I thought pretty much everyone had seen the Dove Campaign for Real Beauty video of the young woman being made-up and then Photoshopped into a billboard mannequin, but I reposted it on Facebook yesterday and a bunch of people hadn’t (or this, probably, which has a whole bunch of different sites showing models & actors who’ve been retouched & sometimes totally rebuilt for commercial purposes…). So I’m reposting the link here, too, mostly because the topic of women, weight and perceptions of beauty has been raised recently by fashion designer Mark Fast and Glamour magazine too, and it’s enough to tip me over and pour me out.
A couple weeks ago, Fast apparently had the nerve to put three “plus-sized”, by which we seem to mean “size 12 UK” (a size 8 US, which looks like this on yours truly), models in his runway show. Now, Mark Fast is apparently known for his knitwear designs, and frankly, I think virtually every design showcased in the slideshow at the above URL is unattractive, unwearable or unflattering. They are not, however, noticeably less flattering on the bigger girls, and Fast has evidently taken a whole *lot* of shit about having used models who could be mistaken for something other than clotheshangers. I swear to God, if I thought any of his designs were even vaguely appealing I’d go buy one just as an invitation for his detractors to go screw themselves.
A couple of months ago, Glamour magazine ran an article about being comfortable in your skin, and its attendant photograph was a naked woman who looked like she was (photo included in the link, but work safe). She is also not thin as a rake. She’s apparently about 5′11″ and 180 pounds, and there was a huge outcry, both in letters to the editor and apparently in Glamour’s online boards for more girls like her.
Glamour appears to be making some effort to listen. The article is kind of long, but unlike virtually any other article about women & weight I’ve ever read on the host site, msn.com, I think it’s actually worth reading. Among other highlights which are on one hand screamingly obvious but on the other hand probably require thirty years of reinforcement the way we’ve had thirty years of “visible hipbones are normal” reinforcement is the fact that most “plus-size” models actually aren’t plus-size humans. It’s one of the perversities of the modeling industry that women are moved into “plus” divisions once they’re anything larger than a six. (Bear in mind this is a US size six they’re talking about. That’s generally speaking a European size 10.)
Elsewhere in the article it addresses the question of whether using models of “plus” sizes sends a message that obesity is okay (let us for the moment overlook the fact that “plus” means “barely in the normal range” by standards outside the modeling industry). The author thinks not, which I agree with so vehemently it makes me want to scream.

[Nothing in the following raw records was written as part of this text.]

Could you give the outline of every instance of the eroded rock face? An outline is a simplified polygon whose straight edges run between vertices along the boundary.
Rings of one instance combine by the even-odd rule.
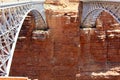
[[[119,25],[103,12],[96,28],[80,29],[77,14],[76,10],[47,8],[49,31],[33,30],[31,36],[18,40],[11,75],[40,80],[119,80]]]

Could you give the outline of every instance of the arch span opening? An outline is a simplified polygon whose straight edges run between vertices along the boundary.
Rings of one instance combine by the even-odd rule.
[[[48,27],[46,26],[45,21],[37,11],[33,10],[28,13],[19,33],[10,70],[10,76],[27,76],[34,79],[33,76],[35,75],[36,69],[34,70],[32,66],[38,67],[39,58],[37,55],[39,55],[39,53],[32,53],[34,45],[33,36],[36,31],[38,31],[37,34],[39,35],[39,32],[45,32],[47,30]],[[42,48],[42,46],[39,48]]]

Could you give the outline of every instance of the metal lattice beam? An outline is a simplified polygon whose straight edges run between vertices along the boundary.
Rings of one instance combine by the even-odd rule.
[[[120,2],[90,1],[83,2],[82,25],[95,25],[95,21],[102,11],[108,12],[120,23]]]

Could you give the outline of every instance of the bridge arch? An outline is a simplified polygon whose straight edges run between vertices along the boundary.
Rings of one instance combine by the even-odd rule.
[[[88,27],[94,27],[97,18],[100,16],[100,14],[105,11],[109,13],[118,23],[120,23],[119,18],[117,18],[112,12],[110,12],[107,9],[104,8],[96,8],[92,11],[89,11],[84,19],[82,19],[82,28],[85,26]]]
[[[46,29],[48,29],[48,27],[47,27],[47,24],[46,24],[46,21],[45,21],[45,19],[43,18],[43,16],[41,15],[41,12],[40,11],[38,11],[37,9],[30,9],[29,11],[27,11],[26,12],[26,14],[23,16],[23,19],[22,19],[22,21],[21,21],[21,23],[20,23],[20,25],[19,25],[19,27],[18,27],[18,31],[17,31],[17,33],[16,33],[16,36],[15,36],[15,40],[14,40],[14,43],[13,43],[13,45],[12,45],[12,49],[11,49],[11,53],[12,53],[12,57],[11,57],[11,60],[12,60],[12,58],[13,58],[13,55],[14,55],[14,50],[15,50],[15,47],[16,47],[16,43],[17,43],[17,39],[18,39],[18,36],[19,36],[19,33],[20,33],[20,30],[21,30],[21,28],[22,28],[22,25],[23,25],[23,22],[24,22],[24,20],[25,20],[25,18],[28,16],[28,14],[29,13],[31,13],[32,14],[32,16],[36,19],[38,16],[40,16],[40,18],[41,18],[41,20],[40,20],[40,23],[42,24],[42,26],[41,27],[34,27],[35,29],[36,28],[39,28],[40,30],[46,30]],[[9,60],[10,62],[8,62],[8,72],[7,73],[9,73],[10,72],[10,67],[11,67],[11,60]],[[8,74],[9,75],[9,74]]]
[[[0,76],[8,76],[22,24],[29,13],[39,15],[46,29],[45,13],[41,1],[20,1],[0,5]]]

My personal experience with weight loss & beauty-industry magazines (particularly fitness magazines, as I don’t read Glamour and its ilk), has been that actually the closer I get to a weight and shape I’m happy with, the *less* tolerant I am with seeing impossibly thin, fit, made-up, glamourized women in magazines. I mean, I think I look pretty fantastic as 155 pounds (I’m 5′7″) and a size 8, but by the time I’m at that size and in good condition, it’s violently clear to me that nothing I ever do is going to make me have, oh, say, anything but a short waist, big ribs and big boobs. When I weighed 210 pounds, yeah, okay, the women in Shape magazine were so far away from what I was that sure, I could idealize them and wish I had a body like that…but when I’m in shape and at a good weight, I look good–and nothing short of major reconstructive surgery is going to make me look like that. So I’m personally inclined to think that seeing women of normal proportion and fitness in magazines might be considerably more inspiring to your average reader than seeing Kelly Clarkson photoshopped beyond recognizabliity.
I seriously doubt there’s going to be any kind of seismic shift in the modeling or magazine industry. I fear that probably about the best we can do is train ourselves to say “Jesus God, did they even bother to start with a human being?” when we look at a magazine cover or, hell, your average runway model (where I think they may often be starting with cadavers. Frankenstein’s monster lives…).